In a fresh blow to the fundamental integrity of the internet, a hacker last week obtained legitimate web certificates that would have allowed him to impersonate some of the top sites on the internet, including the login pages used by Google, Microsoft and Yahoo e-mail customers.
As a rule of thumb, a system that requires the entire world to cooperate and do things right is unlikely to work very well. This is particularly true for security software, where the very point of the software is to defend against those that misbehave.
The good news is that TLS certificates aren't that effective anyway, so the breach didn't cause much harm. The harm is more like someone breaking through a gauzy curtain than someone breaking into a bank vault. Few people notice if they are even connected via http or https, and TLS only helps for https connections. As well, if you connect to bankammerica.com instead of bankamerica.com, certificates won't save you. Further, what exactly can a certification authority ever certify even if everything checks out? Pretty much all they can do is verify that you are connecting to the owner of the given DNS address. It doesn't mean that bankamerica.com is really the web site for the Bank of America you are trying to contact.
TLS certificates are a case of following a beautiful theory that mismatches reality. The theory is that people gain trust in a web site by having a lot of third-party certificates attesting to that web site's authenticity. The more reputable the sites, the better.
To see that this is an odd theory, consider how it is that we believe a person we are talking to is who we think they are. It's almost never because we checked their ID and are savvy enough to know whether it's a fake ID or not. A more plausible source of trust is that we recognize that we're talking to the same person we talked to yesterday. Another more likely way is that we were introduced to the person by someone else that we trust, so we tentatively start talking to the new person based on that contact.
There are web analogies for both of these processes. If we visit the same site two days in a row, our browsers could tell us this via an improved bookmarking system such as the Pet Names toolbar. If one site links to another site, then we gain confidence in the second site corresponding to how we thought about the first site. That's hyperlinking, and it could be improved by a system like YURLs.
Neither such mechanism, however, is getting much attention. The action is all in certificate chains. For some reason, engineers are fixating on an approach where truth descends down a hierarchy and where end users are able to study and act on these delivered truths. Web protocols would be better, it seems to me, if they relied on more realistic models of identification that mirror what we do in our social lives.
2 comments:
Well, having an important cert *CAN* make a difference. For instance, I could drop a dup DHCP server with a proxy for Bank of America in, let's say, Harstfield Jackson Intl. Airport and transparently capture every BofA customer who uses the WiFi's logins. Doing a MITM like that without the cert... well, OK, you might get away with it for a few people, but not everyone.
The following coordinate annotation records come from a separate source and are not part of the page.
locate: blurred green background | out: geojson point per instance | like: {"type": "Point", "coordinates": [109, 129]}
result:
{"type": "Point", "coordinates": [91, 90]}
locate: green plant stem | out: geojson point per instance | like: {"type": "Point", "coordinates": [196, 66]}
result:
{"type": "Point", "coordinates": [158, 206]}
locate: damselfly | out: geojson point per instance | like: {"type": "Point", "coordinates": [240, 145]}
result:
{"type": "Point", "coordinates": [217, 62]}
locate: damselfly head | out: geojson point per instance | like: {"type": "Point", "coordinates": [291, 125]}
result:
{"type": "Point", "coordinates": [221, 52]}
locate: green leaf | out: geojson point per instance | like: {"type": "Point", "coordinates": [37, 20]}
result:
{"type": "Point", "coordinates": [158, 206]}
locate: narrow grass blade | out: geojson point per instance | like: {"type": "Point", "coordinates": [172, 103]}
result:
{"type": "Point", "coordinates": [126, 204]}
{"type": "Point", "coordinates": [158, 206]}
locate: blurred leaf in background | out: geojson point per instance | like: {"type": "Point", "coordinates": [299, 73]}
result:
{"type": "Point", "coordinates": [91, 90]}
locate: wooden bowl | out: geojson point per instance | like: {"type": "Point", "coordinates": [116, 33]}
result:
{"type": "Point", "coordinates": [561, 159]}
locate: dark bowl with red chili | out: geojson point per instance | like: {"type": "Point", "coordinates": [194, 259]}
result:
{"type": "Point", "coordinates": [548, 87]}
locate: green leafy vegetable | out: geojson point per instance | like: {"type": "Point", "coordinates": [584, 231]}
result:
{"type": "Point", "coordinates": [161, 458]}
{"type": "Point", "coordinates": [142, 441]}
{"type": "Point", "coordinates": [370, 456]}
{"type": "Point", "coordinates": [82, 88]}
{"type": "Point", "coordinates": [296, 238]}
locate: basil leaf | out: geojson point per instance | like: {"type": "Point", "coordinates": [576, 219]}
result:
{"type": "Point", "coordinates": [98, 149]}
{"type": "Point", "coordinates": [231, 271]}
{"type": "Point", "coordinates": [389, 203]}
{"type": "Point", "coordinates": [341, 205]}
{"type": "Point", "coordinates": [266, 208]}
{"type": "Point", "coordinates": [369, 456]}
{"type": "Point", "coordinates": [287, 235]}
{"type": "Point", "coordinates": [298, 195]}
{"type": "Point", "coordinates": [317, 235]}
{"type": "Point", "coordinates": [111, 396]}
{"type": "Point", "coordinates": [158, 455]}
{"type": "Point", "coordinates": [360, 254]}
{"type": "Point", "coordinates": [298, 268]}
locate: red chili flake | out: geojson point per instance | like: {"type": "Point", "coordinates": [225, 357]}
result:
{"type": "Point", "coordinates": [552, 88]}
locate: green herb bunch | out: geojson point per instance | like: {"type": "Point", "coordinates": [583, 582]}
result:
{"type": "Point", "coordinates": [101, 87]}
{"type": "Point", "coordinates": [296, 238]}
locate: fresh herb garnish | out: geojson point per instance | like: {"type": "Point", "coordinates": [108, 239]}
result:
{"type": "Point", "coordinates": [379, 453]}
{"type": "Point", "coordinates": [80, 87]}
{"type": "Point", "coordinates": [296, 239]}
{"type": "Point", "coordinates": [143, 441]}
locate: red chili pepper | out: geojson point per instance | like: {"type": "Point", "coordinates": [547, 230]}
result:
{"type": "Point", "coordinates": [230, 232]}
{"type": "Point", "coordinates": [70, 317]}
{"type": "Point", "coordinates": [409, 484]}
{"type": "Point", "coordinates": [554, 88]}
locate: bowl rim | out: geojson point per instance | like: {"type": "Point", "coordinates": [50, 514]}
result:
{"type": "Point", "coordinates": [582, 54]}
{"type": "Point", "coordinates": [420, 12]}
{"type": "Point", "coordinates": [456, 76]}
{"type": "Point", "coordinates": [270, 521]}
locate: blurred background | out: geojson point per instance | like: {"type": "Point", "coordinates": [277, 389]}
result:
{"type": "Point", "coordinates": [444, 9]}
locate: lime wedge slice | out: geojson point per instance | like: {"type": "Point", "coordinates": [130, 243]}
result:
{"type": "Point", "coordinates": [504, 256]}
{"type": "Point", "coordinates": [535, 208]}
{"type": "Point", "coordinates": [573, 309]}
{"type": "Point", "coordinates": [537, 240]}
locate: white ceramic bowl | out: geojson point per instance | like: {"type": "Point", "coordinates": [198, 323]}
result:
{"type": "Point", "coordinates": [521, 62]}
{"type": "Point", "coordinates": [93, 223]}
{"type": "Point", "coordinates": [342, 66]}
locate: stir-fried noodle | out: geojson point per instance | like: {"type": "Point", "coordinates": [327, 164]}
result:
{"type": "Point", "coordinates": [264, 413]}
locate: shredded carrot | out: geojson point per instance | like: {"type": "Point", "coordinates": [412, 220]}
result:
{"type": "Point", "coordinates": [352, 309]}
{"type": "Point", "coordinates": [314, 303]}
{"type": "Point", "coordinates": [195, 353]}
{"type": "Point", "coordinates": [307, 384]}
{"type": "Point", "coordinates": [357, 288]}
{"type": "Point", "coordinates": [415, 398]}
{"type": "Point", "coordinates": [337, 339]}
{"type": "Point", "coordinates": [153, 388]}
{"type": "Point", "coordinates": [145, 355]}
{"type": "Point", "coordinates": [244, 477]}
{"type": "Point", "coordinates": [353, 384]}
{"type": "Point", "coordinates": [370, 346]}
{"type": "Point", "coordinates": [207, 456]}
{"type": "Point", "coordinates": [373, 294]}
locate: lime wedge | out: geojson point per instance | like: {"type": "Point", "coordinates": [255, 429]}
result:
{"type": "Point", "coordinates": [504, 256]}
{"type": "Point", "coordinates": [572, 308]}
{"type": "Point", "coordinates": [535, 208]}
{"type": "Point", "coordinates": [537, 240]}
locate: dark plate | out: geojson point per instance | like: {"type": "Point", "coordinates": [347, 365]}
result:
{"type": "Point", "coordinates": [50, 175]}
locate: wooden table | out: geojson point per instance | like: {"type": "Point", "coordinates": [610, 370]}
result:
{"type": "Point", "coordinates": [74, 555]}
I agree having the cert helps. However, I don't see how it helps very much.
Consider your scenario. Even without a cert for bankofamerica.com, you could redirect users to bofamerica.com, some alternate DNS name that you have obtained a cert for. It takes an unrealistically astute user to avoid getting snared by this. They have to not only notice the DNS change, but also work up confidence that the DNS change was not part of an intentional site redesign by the bank.